Lavoie grew up on a grain farm outside of North Battleford, Sask., and is now an assistant professor in the English department at the Royal Military College in Kingston, Ont. where she lives with her two sons.
She will be launching her collection and reading from it on July 18 at McNally Robinson in Saskatoon.
Where the Terror Lies examines the ideas and beliefs we are taught as children and explores how they influence what we become afraid of. It plays off folktales of the past to reflect upon the fascination and allure of being terrified.
“We embrace those things that we’re afraid of,” Lavoie said.
Where the Terror Lies is organized into five sections — within us, in wild things, in changes over time, in teething and in being left behind — that explore the exact question the collection’s title proposes and the ways in which fear is expressed.
At her readings Lavoie chooses not only to recite poems from each of the collection’s five sections but to also discuss the ways we deal with our fears by “reimagining them, changing them, telling the stories in new ways.”
She also draws upon her experience living in Saskatchewan to create haunting imagery in several of her poems.
Lavoie’s opening poem, “Kingdom,” describes mosquitoes, dust and sloughs as vivid and foreboding. The poem’s first four lines allude to death and instantly create an atmosphere of terror: “Mosquitoes are mostly dust / apparently, and return to dust / against my bloodless hand. My heart / is full of water. The sloughs are full.”
She does, however, use rhyme and poetic rhythm to surround her often frightening subject matter with comfort and familiarity.

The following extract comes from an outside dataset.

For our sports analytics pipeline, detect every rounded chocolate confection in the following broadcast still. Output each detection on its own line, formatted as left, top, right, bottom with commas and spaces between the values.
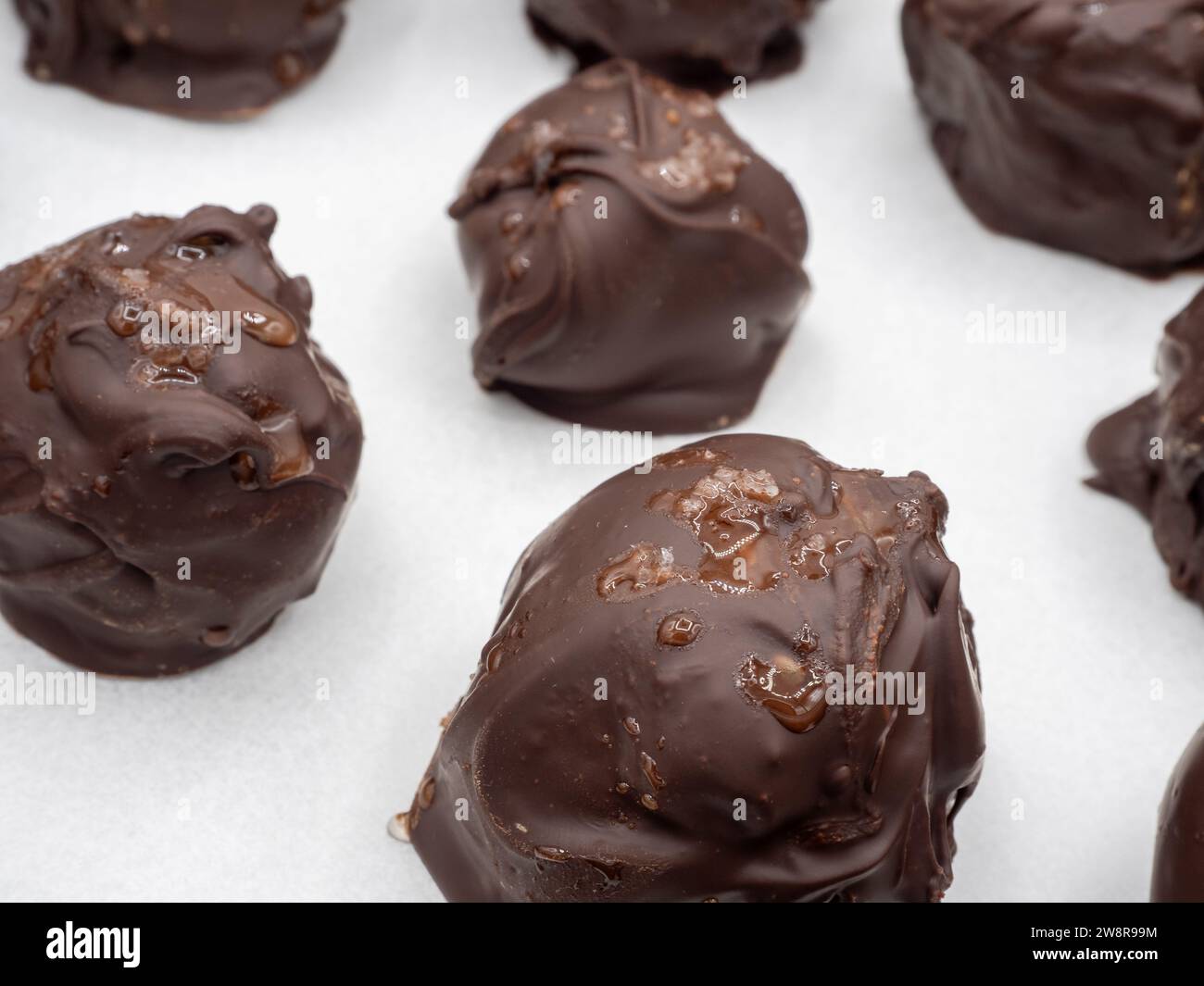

“The first stuff we have read, or recited, or sung to us is poetry and that rhyme and cadence and rhythm is so strongly in us,” Lavoie said.
“I do think we tend to go back and realize that those early things we learnt have become ingrained in us. They’re in our brain cells and they’re telling us things that we didn’t even anticipate; including teaching us to be afraid.”
Some of Lavoie’s poems included in Where the Terror Lies were written over 20 years ago. Her compilation reflects years of reworking and discovering reoccurring subjects within her writing. Though some of her poems have been already been published, this is the first time Lavoie brings her poems together in a collection.
Lavoie will release Where the Terror Lies at 7 p.m. on July 18 at McNally Robinson.